Le jour où le point Stasi est né

L'homme qui avait voulu faire croire qu'il était sur place pour attaquer le mur de Berlin au piolet le jour de sa chute tente de nous faire croire que la France utilise les mêmes méthodes que la Stasi, le service de répression politique de l'ex-Allemagne de l'Est. Il y a comme une forme de continuité dans le mensonge. Et tant que l'on y est, au regard de ces mensonges réitérés, Reflets exige sa démission ! Mais si...

L'homme qui avait voulu faire croire qu'il était sur place pour attaquer le mur de Berlin au piolet le jour de sa chute tente de nous faire croire que la France utilise les mêmes méthodes que la Stasi, le service de répression politique de l'ex-Allemagne de l'Est. Il y a comme une forme de continuité dans le mensonge. Et tant que l'on y est, au regard de ces mensonges réitérés, Reflets exige sa démission ! Mais si... On ne nous fera pas croire qu'un ancien président de la république, n'a pas été informé par ses collaborateurs du fait que les méthodes de la Stasi ne sont pas appliquées en France.

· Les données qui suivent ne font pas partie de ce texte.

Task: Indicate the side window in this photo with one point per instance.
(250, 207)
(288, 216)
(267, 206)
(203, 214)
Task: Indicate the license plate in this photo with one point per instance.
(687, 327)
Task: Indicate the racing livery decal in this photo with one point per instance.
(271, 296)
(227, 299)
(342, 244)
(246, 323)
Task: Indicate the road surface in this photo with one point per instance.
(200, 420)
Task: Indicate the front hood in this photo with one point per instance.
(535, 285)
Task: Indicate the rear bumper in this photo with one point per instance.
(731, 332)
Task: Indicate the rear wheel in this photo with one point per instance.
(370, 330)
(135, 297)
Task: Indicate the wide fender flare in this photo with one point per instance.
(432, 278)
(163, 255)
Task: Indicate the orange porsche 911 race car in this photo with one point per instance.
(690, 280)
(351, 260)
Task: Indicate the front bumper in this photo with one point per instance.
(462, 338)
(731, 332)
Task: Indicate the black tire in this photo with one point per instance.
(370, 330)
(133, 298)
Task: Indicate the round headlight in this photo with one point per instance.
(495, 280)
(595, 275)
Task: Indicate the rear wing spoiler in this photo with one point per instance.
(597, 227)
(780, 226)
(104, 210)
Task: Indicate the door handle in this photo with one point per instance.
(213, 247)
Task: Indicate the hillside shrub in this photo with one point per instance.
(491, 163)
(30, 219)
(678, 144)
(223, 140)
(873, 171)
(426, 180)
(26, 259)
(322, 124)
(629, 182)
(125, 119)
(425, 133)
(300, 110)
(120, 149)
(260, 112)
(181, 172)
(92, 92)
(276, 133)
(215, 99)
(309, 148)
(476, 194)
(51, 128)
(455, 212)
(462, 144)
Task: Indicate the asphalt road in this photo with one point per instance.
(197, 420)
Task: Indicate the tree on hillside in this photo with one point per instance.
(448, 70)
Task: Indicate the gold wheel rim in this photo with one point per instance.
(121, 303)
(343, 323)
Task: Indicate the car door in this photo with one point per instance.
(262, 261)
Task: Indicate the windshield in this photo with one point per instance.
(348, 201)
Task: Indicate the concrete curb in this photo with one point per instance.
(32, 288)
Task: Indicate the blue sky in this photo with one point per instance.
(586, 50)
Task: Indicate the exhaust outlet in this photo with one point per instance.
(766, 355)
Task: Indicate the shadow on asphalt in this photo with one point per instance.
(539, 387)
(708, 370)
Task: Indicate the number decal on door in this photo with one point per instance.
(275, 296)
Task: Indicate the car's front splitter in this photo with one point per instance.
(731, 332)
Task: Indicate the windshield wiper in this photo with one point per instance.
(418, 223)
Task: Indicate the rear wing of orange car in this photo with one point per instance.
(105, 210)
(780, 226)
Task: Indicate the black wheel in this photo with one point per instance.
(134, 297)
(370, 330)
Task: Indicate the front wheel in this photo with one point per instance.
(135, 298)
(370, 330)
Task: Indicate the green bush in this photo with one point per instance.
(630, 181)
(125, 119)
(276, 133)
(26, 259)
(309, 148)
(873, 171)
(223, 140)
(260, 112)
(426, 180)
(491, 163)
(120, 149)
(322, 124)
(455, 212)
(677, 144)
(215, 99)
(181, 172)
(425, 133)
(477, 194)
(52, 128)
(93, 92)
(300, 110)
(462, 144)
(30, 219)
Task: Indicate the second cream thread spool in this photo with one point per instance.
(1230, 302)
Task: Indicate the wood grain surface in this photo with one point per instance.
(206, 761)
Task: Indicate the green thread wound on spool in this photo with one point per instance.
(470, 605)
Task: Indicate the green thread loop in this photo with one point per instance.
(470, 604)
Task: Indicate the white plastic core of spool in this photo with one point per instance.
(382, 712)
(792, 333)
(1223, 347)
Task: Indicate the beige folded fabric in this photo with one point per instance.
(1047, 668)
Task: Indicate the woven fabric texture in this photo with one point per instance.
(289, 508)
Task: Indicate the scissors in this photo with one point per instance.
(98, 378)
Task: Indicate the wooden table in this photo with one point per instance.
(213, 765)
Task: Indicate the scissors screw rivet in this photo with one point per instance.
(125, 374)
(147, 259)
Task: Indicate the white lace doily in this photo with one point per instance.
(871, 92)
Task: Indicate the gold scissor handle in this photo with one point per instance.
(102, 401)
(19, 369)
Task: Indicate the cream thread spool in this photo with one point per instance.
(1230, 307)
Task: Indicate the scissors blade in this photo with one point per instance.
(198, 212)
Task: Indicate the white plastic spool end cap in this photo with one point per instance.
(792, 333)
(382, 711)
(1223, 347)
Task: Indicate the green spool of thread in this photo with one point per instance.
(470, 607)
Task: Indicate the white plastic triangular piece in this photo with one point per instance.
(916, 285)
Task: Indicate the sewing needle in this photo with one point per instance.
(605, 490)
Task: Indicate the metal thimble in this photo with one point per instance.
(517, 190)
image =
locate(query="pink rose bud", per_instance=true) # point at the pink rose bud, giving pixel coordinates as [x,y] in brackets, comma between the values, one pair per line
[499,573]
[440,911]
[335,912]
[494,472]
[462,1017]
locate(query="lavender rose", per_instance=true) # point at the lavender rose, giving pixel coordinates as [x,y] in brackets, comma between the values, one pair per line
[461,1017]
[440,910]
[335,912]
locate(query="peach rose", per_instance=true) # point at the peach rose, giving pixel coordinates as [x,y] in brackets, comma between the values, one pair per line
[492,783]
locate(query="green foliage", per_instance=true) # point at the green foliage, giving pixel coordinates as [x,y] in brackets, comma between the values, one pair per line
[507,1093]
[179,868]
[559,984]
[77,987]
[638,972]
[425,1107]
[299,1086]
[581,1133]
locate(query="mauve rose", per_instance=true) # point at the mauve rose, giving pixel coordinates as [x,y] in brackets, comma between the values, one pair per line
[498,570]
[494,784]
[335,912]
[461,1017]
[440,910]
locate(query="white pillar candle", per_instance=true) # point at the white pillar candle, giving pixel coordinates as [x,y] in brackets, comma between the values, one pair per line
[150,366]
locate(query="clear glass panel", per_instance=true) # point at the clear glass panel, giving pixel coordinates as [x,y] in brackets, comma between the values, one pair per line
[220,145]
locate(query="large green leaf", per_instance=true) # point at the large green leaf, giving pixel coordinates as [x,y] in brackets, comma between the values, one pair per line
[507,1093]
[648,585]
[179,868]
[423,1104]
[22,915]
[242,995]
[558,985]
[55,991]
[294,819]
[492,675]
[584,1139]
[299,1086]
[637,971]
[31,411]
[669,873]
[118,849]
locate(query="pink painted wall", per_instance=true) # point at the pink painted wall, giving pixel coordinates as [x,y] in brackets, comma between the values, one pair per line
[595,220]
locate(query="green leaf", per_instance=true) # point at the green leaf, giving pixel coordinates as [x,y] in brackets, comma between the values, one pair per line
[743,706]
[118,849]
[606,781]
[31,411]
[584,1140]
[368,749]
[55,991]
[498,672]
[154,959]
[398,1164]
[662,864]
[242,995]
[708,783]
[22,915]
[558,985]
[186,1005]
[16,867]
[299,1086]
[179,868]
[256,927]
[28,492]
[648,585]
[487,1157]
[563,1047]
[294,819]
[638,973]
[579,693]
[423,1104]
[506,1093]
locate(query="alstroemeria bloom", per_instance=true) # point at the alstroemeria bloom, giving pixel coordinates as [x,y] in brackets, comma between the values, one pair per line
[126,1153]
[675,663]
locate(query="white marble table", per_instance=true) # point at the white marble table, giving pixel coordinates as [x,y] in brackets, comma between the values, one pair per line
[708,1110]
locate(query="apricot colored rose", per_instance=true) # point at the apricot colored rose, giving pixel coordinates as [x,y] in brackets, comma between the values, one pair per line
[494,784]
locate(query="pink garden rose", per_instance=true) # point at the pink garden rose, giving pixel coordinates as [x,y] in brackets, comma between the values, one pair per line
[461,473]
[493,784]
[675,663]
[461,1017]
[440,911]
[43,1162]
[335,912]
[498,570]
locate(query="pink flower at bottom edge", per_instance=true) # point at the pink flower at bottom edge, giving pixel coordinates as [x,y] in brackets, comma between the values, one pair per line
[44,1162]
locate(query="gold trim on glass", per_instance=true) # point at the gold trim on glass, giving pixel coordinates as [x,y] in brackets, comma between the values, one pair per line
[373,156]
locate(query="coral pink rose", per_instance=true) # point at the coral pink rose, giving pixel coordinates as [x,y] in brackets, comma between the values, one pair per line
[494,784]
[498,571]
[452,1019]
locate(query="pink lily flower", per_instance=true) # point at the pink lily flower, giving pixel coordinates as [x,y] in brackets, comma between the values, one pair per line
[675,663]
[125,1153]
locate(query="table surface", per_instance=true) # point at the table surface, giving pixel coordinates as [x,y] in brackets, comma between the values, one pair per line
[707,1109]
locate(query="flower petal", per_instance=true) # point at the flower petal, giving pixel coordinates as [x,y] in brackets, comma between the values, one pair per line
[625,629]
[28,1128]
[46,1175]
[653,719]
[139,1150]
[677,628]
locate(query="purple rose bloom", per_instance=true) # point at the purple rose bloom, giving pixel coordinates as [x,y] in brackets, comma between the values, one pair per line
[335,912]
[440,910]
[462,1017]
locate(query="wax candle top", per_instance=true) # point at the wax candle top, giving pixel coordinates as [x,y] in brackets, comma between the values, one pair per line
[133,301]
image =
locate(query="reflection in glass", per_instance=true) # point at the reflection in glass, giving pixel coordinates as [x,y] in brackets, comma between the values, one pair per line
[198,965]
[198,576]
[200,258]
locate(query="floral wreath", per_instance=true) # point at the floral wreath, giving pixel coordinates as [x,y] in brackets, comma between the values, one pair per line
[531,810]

Pas de meurtres d'opposants, pas de tirs à balles réelles sur les exilés fiscaux qui tentent de fuir le pays, pas de mise à l'écart des opposants politiques. Oui, Reflets l'affirme haut et fort, Nicolas Sakozy savait. Ce que l'on savait aussi, c'est que Nicolas Sarkozy est un homme dangereux pour la Démocratie. Il l'a confirmé dans sa bafouille aux Français, publiée dans la Pravda Le Figaro.

L'inversion du sens est une spécialité des néo-conservateurs. Dire une chose tout en pensant l'inverse. Façon Novlangue. A titre d'exemple, on pourrait par exemple citer George Bush qui affirme vouloir apporter la démocratie aux Irakiens. Nicolas Sarkozy ne déroge pas à cette règle. On peut le remarquer dès la fin du premier paragraphe de son courrier :

J'ai par ailleurs trop conscience des peines, des souffrances et...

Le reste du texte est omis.